The forums include a Taiwan-Poland business forum, South Korea-Taiwan semiconductor supply chain cooperation forum, Taiwan-Japan tech summit and Taiwan-India semiconductor forum.
A CEO summit would be convened on Wednesday with IC packaging and testing services provider ASE Technology Holding Co (日月光) chief operating officer Tien Wu (吳田玉) and contract chipmaker Taiwan Semiconductor Manufacturing Co (台積電) senior vice president Cliff Hou (侯永清) to serve as moderators, SEMI said.
US-based chip designer Tenstorrent Inc CEO Jim Keller and Germany-headquartered semiconductor giant Infineon Technologies AG CEO Jochen Hanebeck are to attend the summit. They are to discuss how Taiwan can maintain its semiconductor technology lead from an international perspective, SEMI added.
Keller served two years as senior vice president of Intel Corp’s silicon engineering group and held roles as Tesla Inc vice president of autopilot and low voltage hardware, in addition to having served as corporate vice president and chief cores architect at Advanced Micro Devices Inc, SEMI said.

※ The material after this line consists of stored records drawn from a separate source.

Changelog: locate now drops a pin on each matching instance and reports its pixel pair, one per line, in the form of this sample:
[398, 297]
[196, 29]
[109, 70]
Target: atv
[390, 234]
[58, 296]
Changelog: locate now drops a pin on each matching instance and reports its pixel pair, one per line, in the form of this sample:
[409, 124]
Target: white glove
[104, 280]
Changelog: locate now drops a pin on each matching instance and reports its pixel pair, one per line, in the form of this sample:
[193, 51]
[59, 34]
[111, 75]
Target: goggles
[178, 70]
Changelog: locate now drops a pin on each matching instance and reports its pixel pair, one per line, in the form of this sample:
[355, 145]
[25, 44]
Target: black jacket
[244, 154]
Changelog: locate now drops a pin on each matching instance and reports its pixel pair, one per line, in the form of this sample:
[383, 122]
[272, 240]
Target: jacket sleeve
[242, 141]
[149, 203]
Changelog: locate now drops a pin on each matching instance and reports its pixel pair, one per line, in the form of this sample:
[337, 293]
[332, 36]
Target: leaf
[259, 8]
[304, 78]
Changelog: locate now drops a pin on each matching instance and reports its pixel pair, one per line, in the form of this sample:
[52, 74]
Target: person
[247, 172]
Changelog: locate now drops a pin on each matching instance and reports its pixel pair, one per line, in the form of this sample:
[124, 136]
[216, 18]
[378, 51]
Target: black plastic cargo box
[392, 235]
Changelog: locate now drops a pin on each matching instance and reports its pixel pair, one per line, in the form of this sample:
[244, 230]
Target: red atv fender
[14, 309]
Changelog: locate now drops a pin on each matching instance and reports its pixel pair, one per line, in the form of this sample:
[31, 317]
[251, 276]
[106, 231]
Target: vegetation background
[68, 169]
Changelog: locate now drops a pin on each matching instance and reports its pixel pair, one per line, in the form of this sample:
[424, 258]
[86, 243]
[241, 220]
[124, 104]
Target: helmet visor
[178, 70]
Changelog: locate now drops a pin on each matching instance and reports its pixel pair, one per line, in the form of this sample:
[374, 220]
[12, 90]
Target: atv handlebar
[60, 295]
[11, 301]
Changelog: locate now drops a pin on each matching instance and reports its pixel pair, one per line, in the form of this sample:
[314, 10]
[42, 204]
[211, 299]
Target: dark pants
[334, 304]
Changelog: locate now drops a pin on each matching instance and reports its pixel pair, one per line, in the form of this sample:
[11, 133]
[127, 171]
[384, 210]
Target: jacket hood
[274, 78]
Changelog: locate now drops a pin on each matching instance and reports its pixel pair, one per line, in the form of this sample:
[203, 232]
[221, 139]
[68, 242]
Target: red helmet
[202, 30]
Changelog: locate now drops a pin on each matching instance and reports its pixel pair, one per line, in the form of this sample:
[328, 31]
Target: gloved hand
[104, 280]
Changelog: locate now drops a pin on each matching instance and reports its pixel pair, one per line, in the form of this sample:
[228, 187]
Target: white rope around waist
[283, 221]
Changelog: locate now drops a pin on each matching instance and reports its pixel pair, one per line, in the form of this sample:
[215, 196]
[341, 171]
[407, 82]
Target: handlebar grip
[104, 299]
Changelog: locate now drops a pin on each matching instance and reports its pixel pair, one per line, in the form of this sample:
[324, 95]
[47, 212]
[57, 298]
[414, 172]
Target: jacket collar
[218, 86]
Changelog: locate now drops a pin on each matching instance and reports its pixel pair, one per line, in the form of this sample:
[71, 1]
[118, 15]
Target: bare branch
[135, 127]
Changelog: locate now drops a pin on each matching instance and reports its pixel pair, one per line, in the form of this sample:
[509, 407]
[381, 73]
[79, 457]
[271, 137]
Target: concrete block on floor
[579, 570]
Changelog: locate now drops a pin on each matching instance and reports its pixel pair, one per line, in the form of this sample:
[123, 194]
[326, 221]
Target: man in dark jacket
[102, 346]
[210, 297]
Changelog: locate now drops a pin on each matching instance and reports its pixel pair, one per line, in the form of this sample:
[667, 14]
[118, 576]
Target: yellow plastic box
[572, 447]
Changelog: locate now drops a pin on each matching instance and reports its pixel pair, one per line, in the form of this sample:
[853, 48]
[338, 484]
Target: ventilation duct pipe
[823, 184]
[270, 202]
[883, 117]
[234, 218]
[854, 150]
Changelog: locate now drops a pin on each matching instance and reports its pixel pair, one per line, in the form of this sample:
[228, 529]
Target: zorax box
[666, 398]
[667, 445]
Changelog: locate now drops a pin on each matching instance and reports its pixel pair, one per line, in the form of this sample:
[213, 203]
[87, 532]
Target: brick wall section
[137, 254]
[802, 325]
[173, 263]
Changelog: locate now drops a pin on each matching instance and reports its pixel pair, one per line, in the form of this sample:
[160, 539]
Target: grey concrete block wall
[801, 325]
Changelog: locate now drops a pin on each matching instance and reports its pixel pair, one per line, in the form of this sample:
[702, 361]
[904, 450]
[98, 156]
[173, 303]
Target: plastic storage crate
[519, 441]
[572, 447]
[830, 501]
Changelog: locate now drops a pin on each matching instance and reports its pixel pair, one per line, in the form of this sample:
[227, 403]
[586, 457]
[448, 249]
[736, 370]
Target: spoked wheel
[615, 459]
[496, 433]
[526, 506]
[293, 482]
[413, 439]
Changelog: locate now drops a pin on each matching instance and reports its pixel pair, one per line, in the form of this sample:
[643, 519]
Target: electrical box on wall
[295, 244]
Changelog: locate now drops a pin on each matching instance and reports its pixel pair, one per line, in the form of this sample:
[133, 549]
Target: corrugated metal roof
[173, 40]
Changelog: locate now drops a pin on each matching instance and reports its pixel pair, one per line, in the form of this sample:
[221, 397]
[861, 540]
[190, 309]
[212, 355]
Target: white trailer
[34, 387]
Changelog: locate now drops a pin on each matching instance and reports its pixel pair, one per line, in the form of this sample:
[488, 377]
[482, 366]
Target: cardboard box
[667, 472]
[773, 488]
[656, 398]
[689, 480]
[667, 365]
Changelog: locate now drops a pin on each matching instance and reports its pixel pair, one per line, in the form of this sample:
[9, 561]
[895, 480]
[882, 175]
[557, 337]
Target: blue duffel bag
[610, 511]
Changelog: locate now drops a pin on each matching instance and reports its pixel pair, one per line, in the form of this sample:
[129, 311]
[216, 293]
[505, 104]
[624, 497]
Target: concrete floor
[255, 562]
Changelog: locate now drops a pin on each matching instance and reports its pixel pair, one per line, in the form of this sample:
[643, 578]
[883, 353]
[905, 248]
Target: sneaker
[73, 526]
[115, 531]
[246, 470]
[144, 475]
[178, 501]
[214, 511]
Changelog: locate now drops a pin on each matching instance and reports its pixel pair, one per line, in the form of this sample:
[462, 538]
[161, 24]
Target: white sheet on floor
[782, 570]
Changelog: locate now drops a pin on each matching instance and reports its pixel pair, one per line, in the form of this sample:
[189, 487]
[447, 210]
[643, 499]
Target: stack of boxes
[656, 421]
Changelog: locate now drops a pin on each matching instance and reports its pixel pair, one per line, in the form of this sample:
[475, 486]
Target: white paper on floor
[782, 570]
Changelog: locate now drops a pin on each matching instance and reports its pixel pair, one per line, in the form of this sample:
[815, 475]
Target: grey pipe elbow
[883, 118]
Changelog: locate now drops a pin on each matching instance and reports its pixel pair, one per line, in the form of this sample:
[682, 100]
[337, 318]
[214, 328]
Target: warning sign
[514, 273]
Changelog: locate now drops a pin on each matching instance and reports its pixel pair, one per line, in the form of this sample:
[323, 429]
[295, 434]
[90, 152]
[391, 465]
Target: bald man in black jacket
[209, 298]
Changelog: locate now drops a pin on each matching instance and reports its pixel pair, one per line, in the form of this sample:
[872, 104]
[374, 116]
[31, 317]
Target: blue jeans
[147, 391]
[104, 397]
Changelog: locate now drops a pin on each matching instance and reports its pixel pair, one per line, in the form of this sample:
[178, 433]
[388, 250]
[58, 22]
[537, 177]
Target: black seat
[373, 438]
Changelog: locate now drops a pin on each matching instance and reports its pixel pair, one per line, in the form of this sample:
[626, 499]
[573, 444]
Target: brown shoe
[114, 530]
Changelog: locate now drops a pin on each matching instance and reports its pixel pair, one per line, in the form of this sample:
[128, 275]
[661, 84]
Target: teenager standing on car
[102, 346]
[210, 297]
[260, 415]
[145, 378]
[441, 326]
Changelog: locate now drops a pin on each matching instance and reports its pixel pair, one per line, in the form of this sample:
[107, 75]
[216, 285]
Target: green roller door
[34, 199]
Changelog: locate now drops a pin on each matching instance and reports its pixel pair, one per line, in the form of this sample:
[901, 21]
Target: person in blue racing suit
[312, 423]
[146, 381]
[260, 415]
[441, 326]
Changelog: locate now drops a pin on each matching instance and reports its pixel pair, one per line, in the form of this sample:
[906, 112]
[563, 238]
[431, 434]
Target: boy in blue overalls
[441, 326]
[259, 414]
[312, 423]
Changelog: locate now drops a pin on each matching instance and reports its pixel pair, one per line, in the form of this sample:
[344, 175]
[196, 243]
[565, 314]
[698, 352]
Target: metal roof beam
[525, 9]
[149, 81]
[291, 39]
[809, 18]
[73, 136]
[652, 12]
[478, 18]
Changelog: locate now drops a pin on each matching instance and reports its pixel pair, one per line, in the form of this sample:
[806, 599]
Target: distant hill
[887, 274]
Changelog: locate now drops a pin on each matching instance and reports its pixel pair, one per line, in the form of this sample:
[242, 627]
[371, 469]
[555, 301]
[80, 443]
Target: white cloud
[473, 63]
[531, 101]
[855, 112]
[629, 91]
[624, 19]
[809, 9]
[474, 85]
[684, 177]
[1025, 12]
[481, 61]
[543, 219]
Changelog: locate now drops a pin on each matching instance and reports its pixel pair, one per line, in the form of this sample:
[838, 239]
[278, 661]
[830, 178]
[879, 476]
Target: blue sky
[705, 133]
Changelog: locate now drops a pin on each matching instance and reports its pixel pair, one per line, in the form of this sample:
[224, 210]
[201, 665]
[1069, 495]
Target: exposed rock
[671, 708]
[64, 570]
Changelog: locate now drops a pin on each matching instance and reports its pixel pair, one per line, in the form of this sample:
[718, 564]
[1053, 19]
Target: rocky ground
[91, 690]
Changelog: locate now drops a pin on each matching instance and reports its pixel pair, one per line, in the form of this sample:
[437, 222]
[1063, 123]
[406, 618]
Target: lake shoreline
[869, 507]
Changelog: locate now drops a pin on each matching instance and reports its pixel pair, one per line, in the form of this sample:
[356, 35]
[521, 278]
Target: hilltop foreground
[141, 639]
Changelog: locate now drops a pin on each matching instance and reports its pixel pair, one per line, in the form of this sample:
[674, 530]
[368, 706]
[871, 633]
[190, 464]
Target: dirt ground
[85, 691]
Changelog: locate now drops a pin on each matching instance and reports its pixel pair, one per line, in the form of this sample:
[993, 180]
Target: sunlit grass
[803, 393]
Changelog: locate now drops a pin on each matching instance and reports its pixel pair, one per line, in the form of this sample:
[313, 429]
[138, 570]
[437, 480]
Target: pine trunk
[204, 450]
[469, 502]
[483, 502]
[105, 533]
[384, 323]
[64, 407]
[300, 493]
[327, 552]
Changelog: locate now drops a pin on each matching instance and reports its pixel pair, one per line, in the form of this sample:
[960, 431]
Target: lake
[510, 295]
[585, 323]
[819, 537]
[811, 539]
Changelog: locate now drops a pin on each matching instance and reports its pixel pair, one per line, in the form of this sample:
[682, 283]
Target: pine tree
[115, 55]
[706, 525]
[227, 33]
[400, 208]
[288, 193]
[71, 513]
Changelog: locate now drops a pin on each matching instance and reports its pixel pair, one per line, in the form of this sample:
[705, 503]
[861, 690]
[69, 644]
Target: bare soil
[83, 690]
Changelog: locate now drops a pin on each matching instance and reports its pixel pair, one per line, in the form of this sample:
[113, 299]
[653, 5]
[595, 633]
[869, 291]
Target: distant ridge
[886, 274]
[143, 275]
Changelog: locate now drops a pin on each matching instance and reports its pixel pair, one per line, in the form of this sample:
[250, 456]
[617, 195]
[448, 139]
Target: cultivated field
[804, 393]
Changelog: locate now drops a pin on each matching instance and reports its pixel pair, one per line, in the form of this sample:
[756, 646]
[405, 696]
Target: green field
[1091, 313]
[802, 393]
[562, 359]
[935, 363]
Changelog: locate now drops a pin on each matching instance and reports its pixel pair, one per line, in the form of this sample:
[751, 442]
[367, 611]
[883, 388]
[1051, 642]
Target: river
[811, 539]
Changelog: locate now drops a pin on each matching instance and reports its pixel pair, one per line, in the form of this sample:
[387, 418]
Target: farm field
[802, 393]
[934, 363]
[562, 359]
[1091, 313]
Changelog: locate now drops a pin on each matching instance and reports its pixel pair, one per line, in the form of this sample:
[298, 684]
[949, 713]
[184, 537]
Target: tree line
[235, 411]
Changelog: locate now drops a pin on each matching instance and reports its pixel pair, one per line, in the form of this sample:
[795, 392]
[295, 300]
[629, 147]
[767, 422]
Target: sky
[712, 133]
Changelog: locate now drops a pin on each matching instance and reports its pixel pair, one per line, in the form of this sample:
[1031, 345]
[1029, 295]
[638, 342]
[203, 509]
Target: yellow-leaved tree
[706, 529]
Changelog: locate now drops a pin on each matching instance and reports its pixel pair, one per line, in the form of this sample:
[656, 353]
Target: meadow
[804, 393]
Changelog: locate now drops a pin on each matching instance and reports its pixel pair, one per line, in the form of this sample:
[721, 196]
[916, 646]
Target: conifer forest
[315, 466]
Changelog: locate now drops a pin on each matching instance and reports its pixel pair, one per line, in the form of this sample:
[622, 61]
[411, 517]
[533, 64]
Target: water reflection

Executives from three leading memorychip suppliers — Samsung Electronics Co and SK Hynix Inc of South Korea, as well as US-based Micron Technology Inc — are to attend this year’s event, it said.
SEMI said it would partner with the Industrial Technology Research Institute to hold a forum with representatives from Japan, Europe and the US to discuss the restructuring of the global semiconductor supply chain at a time of geopolitical unease.